Acid etching is a method to put a gang mark onto a pane of glass, typically from what I saw on businesses. I could never tell what any of the 5 examples that I found actually said, I could just tell that those businesses were marked.
Christa, left the etching on her windows. It appeared about a month after she opened. She’s left it there for a year and has never been marked again. It seems that as long as the business is marked it’s left alone, which is good.
On the other hand the acid etching just never had enough content or shape to really look like anything or be visually interesting though. It was just there looking like vandalism. On the other hand old school graffiti. Spray paint on a solid surface, that can just look sweet.
If I owned a building I would probably find a good graffiti artist to decorate the outside of my building. Graffiti artists are can be great artists. I wish there was more of it around. And if the business is really that against spray paint graffiti they can just have it sand blasted off.
Maybe it’s just me.
Passion for passion

It’s been a few years since I’ve covered the Passion March in Pilsen. Every year that I’ve covered it previously it’s been a circus of photographers. It is still.
Besides every TV station in town sending a crew, you get every newspaper that can justify sending a photographer sending one, plus every college photojournalism class in 10 miles sending half of their photographers. This means you get about 30 photographers of all stripes.
I have no love for photo scrums. They’re not fun. They involve photographers climbing over each like a pack over a downed buffalo. They generally make the media look bad, if you ask me. And you get a few people not following the rules, which I think makes the lot of us look bad.

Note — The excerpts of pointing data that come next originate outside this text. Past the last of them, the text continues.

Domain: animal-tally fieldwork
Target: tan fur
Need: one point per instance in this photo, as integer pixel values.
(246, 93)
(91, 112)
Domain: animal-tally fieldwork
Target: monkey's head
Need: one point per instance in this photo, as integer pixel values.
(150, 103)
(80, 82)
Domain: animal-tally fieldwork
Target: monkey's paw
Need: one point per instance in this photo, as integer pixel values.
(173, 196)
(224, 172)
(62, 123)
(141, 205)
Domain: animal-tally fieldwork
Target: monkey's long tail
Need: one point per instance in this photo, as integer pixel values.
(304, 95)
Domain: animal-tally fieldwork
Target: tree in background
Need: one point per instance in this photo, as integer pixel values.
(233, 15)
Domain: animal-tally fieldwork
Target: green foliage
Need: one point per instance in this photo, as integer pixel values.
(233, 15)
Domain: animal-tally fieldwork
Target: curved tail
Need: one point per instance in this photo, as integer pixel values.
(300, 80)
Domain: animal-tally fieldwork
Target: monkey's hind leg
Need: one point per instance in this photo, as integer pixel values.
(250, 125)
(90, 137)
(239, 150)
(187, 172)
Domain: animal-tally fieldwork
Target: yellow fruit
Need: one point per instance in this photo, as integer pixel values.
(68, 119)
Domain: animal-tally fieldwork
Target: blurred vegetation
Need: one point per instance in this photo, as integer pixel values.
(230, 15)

That’s what can really bother me. I don’t mind when photographers climb over each other so much at political events. That’s just the way it’s supposed to be, but at spirtual events it just doesn’t feel right. We all got jobs to do, but at some point you also just need to be respectful of others and the community.
At the Passion March the organizers ask the press to be out of the ring of the participants at a certain point. As is a habit of the press, they stayed till that point, and then beyond. I’ve got no problem pushing limits when necessary. I just don’t feel this is a situation where that behavior is appropriate.
Ultimately members of the press must weigh the needs of their jobs, the needs of informing the community, but they also must weigh the needs of respecting those participating. This, to me, is especially true when people are practicing their faith. While for me, and the other photographers, this may be another assignment we have to do, for the people participating, this is a religious observation. At some point I just think there is a way to be respectful of people practicing their religious beliefs while also creating the necessary images.
As a further example, and on a humorous note, every Chicagoland photographer has a picture of the Passion March from the El tracks over 18th street. We all shot from there at one point or another. I was coming down from the tracks, and chit chatting with another photographer. As we reentered the mass of people following the march he got ready to start darting ahead. As he was leaving he said to me, “I’ll see you at the hanging.” Now it’s normal enough to say something similar to that, but he could both find a better way to phrase, any other way to phrase it, and know what the proper terminology is. Hanging is just, wrong.
There are many fine members of the press, as with all professions, there are less skilled members, and we all have days where we just say the wrong thing. Still it deflates a person a little.
Passion
The Passion March, or Stations of the Cross in Pilsen, is a re-enactment of Jesus’s final days. A lot of places around Chicago do a Stations of the Cross ceremony. The Pilsen community is the only one I’ve seen that has a man carrying what looks to be a very heavy cross over a mile.
This year there were probably 5000 people in attendance, and it got up to almost 30 degrees. It’s always impressive to see people display, viscerally display their faith. It doesn’t matter much to me what faith people have, but that they believe in something, anything, that gives them an inner strength is a good thing.
Maybe for the man carrying the cross 30 degrees was a good thing. On the other hand when they put him on the cross at the end, dressed appropriately for the period, meaning shirtless, I’m guessing thirty degrees wasn’t so comfortable.
Doggy Dining
Apparently in Chicago it is against health code to take your dog to dinner with you at an outdoor cafe. Chicago is a big dog town. Cat ownership just isn’t zoned for the city anymore, all of Chicago is zoned for dogs. (Yeah, I’m a cat person.)
Of course in such a dog heavy city people will be allowed to legally take their dogs to dinner with them. At least for the outdoor patios. So a reporter and myself went to find some outdoor diners.
We got to our second restaurant when we met Megan and Munch. An 8 week old pup pretty much seals the deal photographically. Especially if he’s named Munch and keeps chewing on her hand.
Good Music
Went to another another Pat McCurdy show.
Pat shows, or at least the two I’ve been to, are a good time.
A mix of song and humor. A small club environment. (I’m not a fan of large gatherings. They lack intimacy.)
Fans hanging out chit chating with each other. Fans chit chating with the the sound guy (Jim?) and Pat.
It was also a good chance to hang out with an old friend of mine, Adrienne. She usually has something going on, and who doesn’t enjoy catching up on a friends dirt? Well, not really dirt, but it’s more fun when you make it dirt with a little exaggeration and hyperbole.